As with past waves of immigrants, many of the Latinos are men who left their families to find work. Many victims were lured here with promises of other jobs.

The women are often in the country illegally and dependent on their captors for food and shelter. They're easy to coerce.

"You don't have to have chains or bars to keep somebody under control," said John Price, a special agent with the FBI in Charlotte. "You can do it psychologically and emotionally, and that's typically what traffickers will use. It's a lot cheaper. It's a lot easier to threaten somebody. To beat them up."

Thousands of victims

The FBI estimates that some 18,000 people are trafficked into the United States for sex or forced labor. About a fourth end up in the Southeast; thousands come to the Carolinas.

Most victims of the sex rings are from Latin America, others from Asia and Eastern Europe.

One girl forced into prostitution thought she was coming to North Carolina to be a nanny, says Stuart of Legal Aid, which gives free legal services to low-income people.

Another 14-year-old from Mexico, who thought she was to work at a restaurant, was forced to have sex with men in Greenville, S.C., Columbia and Charlotte.

Martinez's daughter is like any other teenager, said her attorney Christopher Nugent of Washington. She enjoys her iPod and loves to shop. She often draws the dresses she'd like to wear.

In court, she asked if she could answer questions without looking at Flores.

His Charlotte attorney, Lucky Osho, said his client admits arranging women to have sex with men. But he said no one was kidnapped or forced to have sex against her will. Osho said Martinez's daughter was working for Flores in return for some of his women working for Martinez.

"It was part of the business," Osho told the Observer. "It was an exchange."

Flores told authorities that Martinez ran the sex ring.

Martinez's attorney, Lane Williamson, said his client did help Flores' girls find work, but that she did not coerce them. Williamson said Martinez was herself a victim, forced into prostitution earlier in life.

"This is something she was in, from her standpoint, as a matter of necessity," Williamson said. "The (women) were free to go and they did go on their own volition. That was not the case with Flores."

ICE is bringing in more agents and another supervisor to work on its new trafficking team. Victims will not be targeted for arrest or deportation, Special Agent Richburg said. Instead they will be offered special visas in exchange for their help prosecuting traffickers.

In April, Flores pleaded guilty to sex trafficking involving a minor and was sentenced to 24 years, after which he will be deported.
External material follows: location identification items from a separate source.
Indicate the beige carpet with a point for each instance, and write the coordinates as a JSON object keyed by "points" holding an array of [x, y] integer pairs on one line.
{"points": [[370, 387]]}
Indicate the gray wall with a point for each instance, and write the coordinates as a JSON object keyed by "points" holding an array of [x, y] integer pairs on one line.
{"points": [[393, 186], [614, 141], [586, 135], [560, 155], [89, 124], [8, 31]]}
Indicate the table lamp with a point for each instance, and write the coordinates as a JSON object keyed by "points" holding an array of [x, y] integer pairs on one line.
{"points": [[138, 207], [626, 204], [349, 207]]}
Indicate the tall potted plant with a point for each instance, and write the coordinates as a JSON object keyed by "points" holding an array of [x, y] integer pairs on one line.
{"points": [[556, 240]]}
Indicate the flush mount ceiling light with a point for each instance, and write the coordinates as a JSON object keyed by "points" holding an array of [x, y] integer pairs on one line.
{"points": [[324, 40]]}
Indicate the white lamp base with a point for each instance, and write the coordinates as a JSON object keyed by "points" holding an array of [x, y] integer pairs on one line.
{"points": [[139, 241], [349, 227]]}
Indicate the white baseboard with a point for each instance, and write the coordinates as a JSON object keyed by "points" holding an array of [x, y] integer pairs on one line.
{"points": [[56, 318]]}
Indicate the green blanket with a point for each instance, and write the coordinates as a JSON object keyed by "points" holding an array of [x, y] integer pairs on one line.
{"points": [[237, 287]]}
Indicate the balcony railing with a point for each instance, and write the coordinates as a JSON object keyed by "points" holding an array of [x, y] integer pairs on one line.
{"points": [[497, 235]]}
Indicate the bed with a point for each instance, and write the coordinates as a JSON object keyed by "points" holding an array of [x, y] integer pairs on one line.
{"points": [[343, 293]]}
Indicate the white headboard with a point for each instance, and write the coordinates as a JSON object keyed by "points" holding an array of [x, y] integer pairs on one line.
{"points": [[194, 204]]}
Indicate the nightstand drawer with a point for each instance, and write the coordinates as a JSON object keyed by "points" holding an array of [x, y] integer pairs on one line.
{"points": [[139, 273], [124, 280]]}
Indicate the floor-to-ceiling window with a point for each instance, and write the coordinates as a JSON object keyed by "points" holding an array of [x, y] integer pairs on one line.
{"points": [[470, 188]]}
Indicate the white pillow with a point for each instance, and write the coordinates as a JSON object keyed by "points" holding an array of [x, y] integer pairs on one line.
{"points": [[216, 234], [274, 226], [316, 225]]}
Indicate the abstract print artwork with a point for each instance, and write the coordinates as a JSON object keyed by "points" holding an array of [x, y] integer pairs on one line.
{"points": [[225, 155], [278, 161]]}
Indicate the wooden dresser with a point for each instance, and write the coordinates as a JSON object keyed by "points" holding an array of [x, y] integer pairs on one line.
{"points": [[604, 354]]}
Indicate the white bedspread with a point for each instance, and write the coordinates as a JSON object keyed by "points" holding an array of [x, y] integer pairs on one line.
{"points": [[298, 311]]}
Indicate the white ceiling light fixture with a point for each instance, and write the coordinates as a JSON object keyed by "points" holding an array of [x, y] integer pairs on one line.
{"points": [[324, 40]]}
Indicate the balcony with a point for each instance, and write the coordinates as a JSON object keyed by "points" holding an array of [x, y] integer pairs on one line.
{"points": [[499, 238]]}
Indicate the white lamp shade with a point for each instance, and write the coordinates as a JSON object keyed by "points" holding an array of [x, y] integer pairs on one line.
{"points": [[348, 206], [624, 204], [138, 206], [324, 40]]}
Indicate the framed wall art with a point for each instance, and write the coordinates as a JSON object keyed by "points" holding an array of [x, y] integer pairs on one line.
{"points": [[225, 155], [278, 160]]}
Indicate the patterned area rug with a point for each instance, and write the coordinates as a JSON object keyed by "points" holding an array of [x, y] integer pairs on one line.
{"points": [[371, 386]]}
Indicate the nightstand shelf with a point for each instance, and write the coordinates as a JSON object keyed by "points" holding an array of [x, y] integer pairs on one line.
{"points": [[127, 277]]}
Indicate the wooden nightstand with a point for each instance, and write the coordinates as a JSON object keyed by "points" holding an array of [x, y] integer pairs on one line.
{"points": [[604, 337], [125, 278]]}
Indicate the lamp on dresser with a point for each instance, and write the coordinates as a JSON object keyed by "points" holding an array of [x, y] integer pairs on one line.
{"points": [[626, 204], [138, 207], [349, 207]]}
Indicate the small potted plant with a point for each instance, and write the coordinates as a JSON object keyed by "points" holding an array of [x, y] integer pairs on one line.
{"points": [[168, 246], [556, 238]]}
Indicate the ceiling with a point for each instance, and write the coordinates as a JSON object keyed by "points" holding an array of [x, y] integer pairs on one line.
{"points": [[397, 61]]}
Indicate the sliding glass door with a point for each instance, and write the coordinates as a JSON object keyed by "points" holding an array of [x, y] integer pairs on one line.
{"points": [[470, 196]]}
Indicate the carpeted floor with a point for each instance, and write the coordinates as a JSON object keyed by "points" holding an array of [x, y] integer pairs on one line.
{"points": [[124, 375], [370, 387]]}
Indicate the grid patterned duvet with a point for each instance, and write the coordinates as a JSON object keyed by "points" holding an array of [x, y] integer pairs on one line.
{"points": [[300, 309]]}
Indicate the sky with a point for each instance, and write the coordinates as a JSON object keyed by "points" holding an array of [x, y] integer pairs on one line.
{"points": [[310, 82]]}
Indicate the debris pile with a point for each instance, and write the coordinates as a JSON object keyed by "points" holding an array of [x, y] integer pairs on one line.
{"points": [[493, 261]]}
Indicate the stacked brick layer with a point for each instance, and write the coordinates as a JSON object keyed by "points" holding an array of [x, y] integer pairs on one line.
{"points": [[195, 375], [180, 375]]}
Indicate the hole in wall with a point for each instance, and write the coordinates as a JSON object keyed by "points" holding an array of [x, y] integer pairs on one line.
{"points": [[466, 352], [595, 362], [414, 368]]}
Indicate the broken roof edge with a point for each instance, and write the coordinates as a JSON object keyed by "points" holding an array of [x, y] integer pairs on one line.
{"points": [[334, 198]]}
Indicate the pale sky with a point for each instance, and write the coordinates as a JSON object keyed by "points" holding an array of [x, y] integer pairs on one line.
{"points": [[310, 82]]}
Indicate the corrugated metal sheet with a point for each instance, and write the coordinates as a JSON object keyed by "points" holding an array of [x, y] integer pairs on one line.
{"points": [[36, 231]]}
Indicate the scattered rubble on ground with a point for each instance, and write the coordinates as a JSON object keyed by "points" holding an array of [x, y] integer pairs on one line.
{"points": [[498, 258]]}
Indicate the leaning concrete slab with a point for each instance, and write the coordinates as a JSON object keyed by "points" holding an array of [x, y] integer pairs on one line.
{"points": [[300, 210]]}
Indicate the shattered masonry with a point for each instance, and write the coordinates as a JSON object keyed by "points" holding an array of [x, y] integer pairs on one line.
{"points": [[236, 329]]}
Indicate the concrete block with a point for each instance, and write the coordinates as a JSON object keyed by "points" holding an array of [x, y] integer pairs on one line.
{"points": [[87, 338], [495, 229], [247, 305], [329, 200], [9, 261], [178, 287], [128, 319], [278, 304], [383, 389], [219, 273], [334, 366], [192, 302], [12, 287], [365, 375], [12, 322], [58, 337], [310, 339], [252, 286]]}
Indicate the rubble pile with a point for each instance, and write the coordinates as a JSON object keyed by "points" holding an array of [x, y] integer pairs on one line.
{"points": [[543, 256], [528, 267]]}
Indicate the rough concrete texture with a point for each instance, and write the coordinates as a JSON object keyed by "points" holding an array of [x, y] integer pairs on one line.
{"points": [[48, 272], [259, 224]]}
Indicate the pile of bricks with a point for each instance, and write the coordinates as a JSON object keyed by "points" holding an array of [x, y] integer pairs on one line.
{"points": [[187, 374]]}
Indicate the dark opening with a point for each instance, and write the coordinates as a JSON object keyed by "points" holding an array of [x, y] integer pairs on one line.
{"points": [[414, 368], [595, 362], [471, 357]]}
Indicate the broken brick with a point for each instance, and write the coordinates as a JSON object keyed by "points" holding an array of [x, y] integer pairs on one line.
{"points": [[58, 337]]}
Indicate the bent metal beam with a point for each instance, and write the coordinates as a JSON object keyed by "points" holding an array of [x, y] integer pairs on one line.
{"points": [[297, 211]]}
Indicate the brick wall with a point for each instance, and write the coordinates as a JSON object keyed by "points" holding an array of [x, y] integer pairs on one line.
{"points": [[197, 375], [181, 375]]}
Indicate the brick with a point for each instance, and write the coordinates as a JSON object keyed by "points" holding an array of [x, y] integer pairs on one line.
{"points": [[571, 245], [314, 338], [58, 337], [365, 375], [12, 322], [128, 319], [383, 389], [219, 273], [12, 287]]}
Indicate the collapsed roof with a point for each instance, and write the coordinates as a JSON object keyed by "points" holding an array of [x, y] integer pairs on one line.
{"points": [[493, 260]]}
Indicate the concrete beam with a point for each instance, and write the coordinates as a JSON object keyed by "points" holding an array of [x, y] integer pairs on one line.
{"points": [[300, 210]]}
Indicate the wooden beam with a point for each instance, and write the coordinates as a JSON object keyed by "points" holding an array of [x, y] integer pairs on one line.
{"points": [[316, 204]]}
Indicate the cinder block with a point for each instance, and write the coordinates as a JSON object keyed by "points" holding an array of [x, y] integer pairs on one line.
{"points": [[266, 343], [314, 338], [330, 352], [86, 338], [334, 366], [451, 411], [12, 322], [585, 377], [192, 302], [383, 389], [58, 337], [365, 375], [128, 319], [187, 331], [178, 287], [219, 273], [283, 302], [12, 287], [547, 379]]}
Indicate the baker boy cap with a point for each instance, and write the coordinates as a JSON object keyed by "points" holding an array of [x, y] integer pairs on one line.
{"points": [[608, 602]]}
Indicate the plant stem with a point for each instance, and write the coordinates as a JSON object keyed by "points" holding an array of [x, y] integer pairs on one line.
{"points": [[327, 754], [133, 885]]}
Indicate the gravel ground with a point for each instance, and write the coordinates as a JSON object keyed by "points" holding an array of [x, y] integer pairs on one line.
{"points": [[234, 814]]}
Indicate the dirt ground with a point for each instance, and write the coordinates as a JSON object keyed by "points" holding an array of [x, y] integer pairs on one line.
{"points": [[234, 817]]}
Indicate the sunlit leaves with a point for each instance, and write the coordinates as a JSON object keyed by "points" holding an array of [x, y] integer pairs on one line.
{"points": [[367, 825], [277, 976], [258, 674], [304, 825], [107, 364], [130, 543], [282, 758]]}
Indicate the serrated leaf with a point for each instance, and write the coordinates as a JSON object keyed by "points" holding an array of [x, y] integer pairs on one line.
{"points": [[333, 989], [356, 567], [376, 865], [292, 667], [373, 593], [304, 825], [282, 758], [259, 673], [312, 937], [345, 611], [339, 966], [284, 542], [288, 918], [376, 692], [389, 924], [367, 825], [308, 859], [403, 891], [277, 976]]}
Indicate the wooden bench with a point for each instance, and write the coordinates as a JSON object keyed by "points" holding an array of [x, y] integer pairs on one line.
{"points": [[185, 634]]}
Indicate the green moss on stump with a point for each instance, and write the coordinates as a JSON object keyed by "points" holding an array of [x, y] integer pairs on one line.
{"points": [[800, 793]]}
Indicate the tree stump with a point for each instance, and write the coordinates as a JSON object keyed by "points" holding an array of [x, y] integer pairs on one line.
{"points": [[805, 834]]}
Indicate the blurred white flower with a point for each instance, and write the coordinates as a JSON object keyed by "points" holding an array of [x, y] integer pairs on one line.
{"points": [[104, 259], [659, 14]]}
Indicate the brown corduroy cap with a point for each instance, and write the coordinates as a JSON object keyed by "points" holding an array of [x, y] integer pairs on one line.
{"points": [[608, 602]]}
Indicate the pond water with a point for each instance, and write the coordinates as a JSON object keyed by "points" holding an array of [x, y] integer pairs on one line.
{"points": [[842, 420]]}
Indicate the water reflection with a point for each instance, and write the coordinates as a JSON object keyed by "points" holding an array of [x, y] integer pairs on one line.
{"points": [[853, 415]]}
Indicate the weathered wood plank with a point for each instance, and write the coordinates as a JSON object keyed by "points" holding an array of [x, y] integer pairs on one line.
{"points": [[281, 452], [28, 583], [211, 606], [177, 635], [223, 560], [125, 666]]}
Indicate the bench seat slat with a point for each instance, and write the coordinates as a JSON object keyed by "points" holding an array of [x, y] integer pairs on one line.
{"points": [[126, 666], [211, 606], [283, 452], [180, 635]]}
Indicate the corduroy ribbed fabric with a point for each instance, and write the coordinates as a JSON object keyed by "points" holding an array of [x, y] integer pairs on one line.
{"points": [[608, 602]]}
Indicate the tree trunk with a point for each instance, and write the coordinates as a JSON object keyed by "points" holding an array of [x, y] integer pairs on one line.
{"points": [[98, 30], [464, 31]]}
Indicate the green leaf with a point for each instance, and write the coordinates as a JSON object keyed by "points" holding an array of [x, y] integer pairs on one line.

He is currently in a federal prison in South Carolina. In July, Martinez pleaded guilty to transporting individuals for prostitution and was sentenced to time served. She will be deported to Honduras.

Martinez's daughter is doing much better, Nugent said. She's living with a foster family. She is getting a special green card for abused or abandoned children.

She wants to go to college and be a lawyer.

Two other girls found with Flores at the time of his arrest were also placed with foster families through a Charlotte women's center, authorities said.

The center arranged medical care and new clothes. ICE agents arranged work permits.

Before the permits arrived, the girls disappeared.